This morning was our final morning at the hotel so we had to pack our bags and get them loaded onto the bus before heading off to spend our final moments in Paris.
We drove through the La Defense area of Paris. This area looked a lot different from the Paris that we had previously seen. The buildings were more modern and taller. It's the office high-rise district. We also went through several tunnels (which the city has a lot of). I heard the guide mention Princess Diana's name. I forgot to ask Simon if he had stated that we'd gone through the tunnel in which she was killed in the car accident.
We contintued and finally our bus driver dropped us off at a bridge over the River Seine. The majority of the group headed off for the boat cruise down the river. Simon and I opted out and went our own way, once again. (We're such non-conformists = )).
But, oh, how badly I wanted to go in to see the Mona Lisa and Venus de Milo, among others. But there was not enough time. Well, it only means I must visit Paris again. That's all there is to it.
The morning air was crisp and cool. Perfect. We made our way to the Louvre where people were already starting to make their way to as well. It was so beautiful, so grand. I thought of Tom Hanks racing around it in the movie the Da Vinci Code. The pyramid is spectacular.
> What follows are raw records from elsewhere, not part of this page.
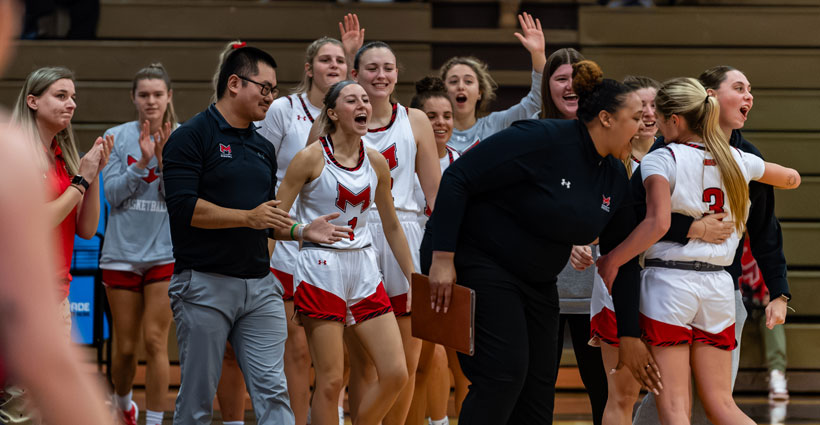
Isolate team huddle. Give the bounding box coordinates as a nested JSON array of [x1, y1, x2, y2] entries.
[[15, 9, 800, 425]]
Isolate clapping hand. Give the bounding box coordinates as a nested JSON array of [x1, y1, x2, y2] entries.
[[514, 12, 546, 55]]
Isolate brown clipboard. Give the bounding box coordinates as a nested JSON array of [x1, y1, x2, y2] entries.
[[410, 273, 475, 356]]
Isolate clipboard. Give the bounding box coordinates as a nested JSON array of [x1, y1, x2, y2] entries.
[[410, 273, 475, 356]]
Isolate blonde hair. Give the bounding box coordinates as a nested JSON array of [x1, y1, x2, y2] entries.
[[439, 56, 498, 117], [131, 62, 177, 127], [655, 78, 749, 234], [291, 36, 344, 94], [11, 66, 80, 176]]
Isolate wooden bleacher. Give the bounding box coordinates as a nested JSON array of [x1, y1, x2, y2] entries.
[[6, 0, 820, 400]]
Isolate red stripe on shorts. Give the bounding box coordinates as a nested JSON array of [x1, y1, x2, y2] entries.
[[692, 323, 737, 351], [350, 282, 392, 323], [640, 314, 692, 347], [293, 281, 347, 323]]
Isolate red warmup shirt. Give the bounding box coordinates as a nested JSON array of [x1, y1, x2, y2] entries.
[[47, 143, 77, 300]]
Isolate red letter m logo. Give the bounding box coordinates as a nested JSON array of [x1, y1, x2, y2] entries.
[[336, 183, 370, 212], [382, 143, 399, 170]]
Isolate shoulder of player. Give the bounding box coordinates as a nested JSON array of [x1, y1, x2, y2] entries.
[[365, 148, 390, 172]]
On the way back, we stopped at a snack bar owned by Turkish vendors. I had a "beef" hot dog stuffed in bread. Mmmm...mmmm...
Back at the stop, the bus took our group to Montmartre. This time we walked up the hill leading to the steep "la butte." We paid to take the tram to the top, as did many. No way could we have walked. Once we were there we looked down at the picturesque view of the city of Paris. Breathtaking. We continued our climb up to the church. Since it was Sunday morning, church services were going on at the Basilique du Sacré Coeur. It's amazing how services still go on with so many tourists lining up to go through. But it happens. You're not allowed to take pictures inside though. But many tried and we're rebuked. We sat a while before continuing on to the village.
All I can say is that it is very beautiful. Like many other areas of Paris, though, it was filled with aggressive sketch artists and pushers of souvenirs. Sometimes they really can take the joy out of visiting a place. Every few feet they are there to virtually beg for you to purchase something or take a look at one of their schemes. They've got a right to do so, but many take it too far. I was ready to go soon after.
Later we stopped at a souvenir shop where I thought I had done a good job at pointing out an overcharge to the Turkish clerk. He apologetically gave me back a Euro. Later, I looked closely at the receipt and saw where he had overcharged me on a couple of other items too. From what I read it happens a lot, that's why I'd been so careful to count my Euro change and to make sure I was not overcharged. This one got by me. I'm sure he was happy to get a few extra bucks from a stupid American.
Finally, we boarded the bus and said our final goodbye Paris. I can't say enough about how much I enjoyed the visit. Superb! Par-ee.